Reason #6,514 Why it's Easy to Gain Weight

Because our biggest, most powerful corporations keep telling us that really bad foods are actually really good for us. Latest case in point: Coca-Cola's VitaminWater. Coke has been assuring consumers that VitaminWater is, just as its name implies, "a vitamin-enhanced water beverage," and has used the phrase "vitamins + water = all you need" to promote it--when in truth it has nearly the sugar content of Coke itself.

If you go to VitaminWater's website, all you see are healthy young people skateboarding, surfing, modeling hip clothes, downloading playlists, and doing all those other energetic things you do when you're pumped up on vitamins. In fact, Coca-Cola--in this its 125th-anniversary year of peddling sugar-water--is desperately fighting off a class-action suit claiming that the company has been misleading consumers in suggesting that VitaminWater is anything other than sugar-water (with a few supplements mixed in as window-dressing).
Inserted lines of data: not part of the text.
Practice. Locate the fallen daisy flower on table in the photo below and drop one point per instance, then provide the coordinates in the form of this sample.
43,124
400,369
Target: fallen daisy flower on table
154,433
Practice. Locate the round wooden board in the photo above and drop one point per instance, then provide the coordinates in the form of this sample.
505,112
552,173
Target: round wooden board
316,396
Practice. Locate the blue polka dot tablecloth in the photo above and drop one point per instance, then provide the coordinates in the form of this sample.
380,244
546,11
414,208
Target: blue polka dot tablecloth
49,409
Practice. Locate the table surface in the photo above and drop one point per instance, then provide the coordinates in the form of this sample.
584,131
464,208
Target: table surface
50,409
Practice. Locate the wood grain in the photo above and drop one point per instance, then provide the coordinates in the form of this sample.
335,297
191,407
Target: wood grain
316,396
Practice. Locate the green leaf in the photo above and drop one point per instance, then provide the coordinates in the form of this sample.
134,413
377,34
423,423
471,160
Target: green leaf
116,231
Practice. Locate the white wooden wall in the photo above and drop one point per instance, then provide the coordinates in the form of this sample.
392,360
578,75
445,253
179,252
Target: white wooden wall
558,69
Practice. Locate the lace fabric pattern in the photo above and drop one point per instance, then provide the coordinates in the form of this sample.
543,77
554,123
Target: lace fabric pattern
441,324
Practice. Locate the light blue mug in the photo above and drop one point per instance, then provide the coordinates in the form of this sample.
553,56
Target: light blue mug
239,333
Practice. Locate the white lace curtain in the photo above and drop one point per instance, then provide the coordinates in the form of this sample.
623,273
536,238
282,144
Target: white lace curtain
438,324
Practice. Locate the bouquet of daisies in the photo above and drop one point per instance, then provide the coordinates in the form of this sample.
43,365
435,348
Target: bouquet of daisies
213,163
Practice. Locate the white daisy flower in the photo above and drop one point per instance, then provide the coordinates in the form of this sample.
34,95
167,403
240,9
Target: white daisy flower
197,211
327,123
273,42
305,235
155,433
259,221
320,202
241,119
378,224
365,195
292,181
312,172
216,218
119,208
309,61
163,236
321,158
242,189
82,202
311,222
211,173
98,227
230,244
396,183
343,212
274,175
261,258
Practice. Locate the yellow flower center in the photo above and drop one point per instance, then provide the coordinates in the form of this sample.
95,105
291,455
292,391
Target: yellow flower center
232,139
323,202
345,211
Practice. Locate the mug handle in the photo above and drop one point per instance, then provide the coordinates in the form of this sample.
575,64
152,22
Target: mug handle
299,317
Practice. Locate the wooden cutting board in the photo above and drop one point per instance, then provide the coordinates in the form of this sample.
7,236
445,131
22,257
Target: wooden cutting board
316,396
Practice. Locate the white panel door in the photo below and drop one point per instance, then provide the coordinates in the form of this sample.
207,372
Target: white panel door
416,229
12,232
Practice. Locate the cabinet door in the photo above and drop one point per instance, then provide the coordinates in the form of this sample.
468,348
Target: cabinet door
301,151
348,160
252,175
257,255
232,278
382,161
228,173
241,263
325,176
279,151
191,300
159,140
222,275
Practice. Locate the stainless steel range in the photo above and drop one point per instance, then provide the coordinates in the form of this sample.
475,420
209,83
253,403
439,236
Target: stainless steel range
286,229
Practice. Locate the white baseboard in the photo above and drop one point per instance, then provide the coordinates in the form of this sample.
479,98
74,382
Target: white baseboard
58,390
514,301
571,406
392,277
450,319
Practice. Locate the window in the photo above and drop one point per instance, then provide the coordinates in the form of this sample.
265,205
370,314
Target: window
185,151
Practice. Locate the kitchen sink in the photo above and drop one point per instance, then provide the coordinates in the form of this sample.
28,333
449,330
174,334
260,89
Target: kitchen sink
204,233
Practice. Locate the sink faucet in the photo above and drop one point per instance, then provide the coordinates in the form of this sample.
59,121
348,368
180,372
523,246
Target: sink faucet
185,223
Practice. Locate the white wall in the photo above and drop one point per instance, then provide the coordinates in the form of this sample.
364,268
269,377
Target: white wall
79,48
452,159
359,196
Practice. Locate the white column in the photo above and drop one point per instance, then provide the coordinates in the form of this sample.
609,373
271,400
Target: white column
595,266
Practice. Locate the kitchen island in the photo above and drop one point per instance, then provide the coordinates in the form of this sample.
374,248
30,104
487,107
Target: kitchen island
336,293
Just today the company agreed to go to mediation (translation: they may be ready to settle just the get the damn thing out of the news). They've already lost one court battle: they tried to get the suit dismissed last year, protesting that their nutrition facts are there on the bottle for anyone to see--courtesy of FDA laws that even one of the most omnipotent companies on the globe can't get around. A judge last year ruled that, regardless of the small print, all the large print on the bottle violates what is known as the jelly-bean rule--a guideline that prohibits companies from claiming their nutritionally empty junk food is "healthy" because they've thrown in a little Vitamin C or calcium.

It's hard enough to keep one's waistline while navigating the obvious calorie calossi--the cheese-stuffed-crust pizzas, the hauntingly fragrant cinnabons that wreathe every airport and mall. The lies of the unscrupulous jelly-bean peddlers of the world make it well-nigh impossible. But then, why expect anything else from a corporation that fought long and hard to install soda machines in schools across the country? Hey, the kids can always opt for the "healthy" option: VitaminWater.

Monday, June 6, 2011

Image of the Week: "True Beauty"

At least, I think that's how Vogue Italia's coverline, "Belle Vere," translates to English. This month, Vogue's Italian cousin puts three plus-size models on its cover--and they are delicious, scrumptious, timeless (paging Sophia Loren), and real. Though "true" (vere) is perhaps the more perfect word: finally, some truth about women's bodies. The other subtext, of course: even big girls buy clothes.

Friday, June 3, 2011

Sometimes a Carrot is Just...a Carrot

The USDA plate has landed, and it looks oddly…familiar. A primary-colored circle divided into nearly equal quarters, it has clean, retro lines reminiscent of the 1950s Four Food Groups. The huge difference, of course, is that Fruits and Vegetables have moved up in the world—from one-quarter of the diet in the meat-centric ‘50s to a full one-half today. The plate is in fact almost aggressively, preternaturally basic in design: Look how easy this is! it proclaims. Eating right is child’s play!
 And in some ways, it is. But Americans have been making nutrition way too complicated for more than a century now. The first USDA recommendations for a healthy diet came out in the mid-1890s, on a wave of brand-spanking-new nutritional science. We’ve been in love with evidence-based eating ever since. And where has it gotten us? One has to wonder.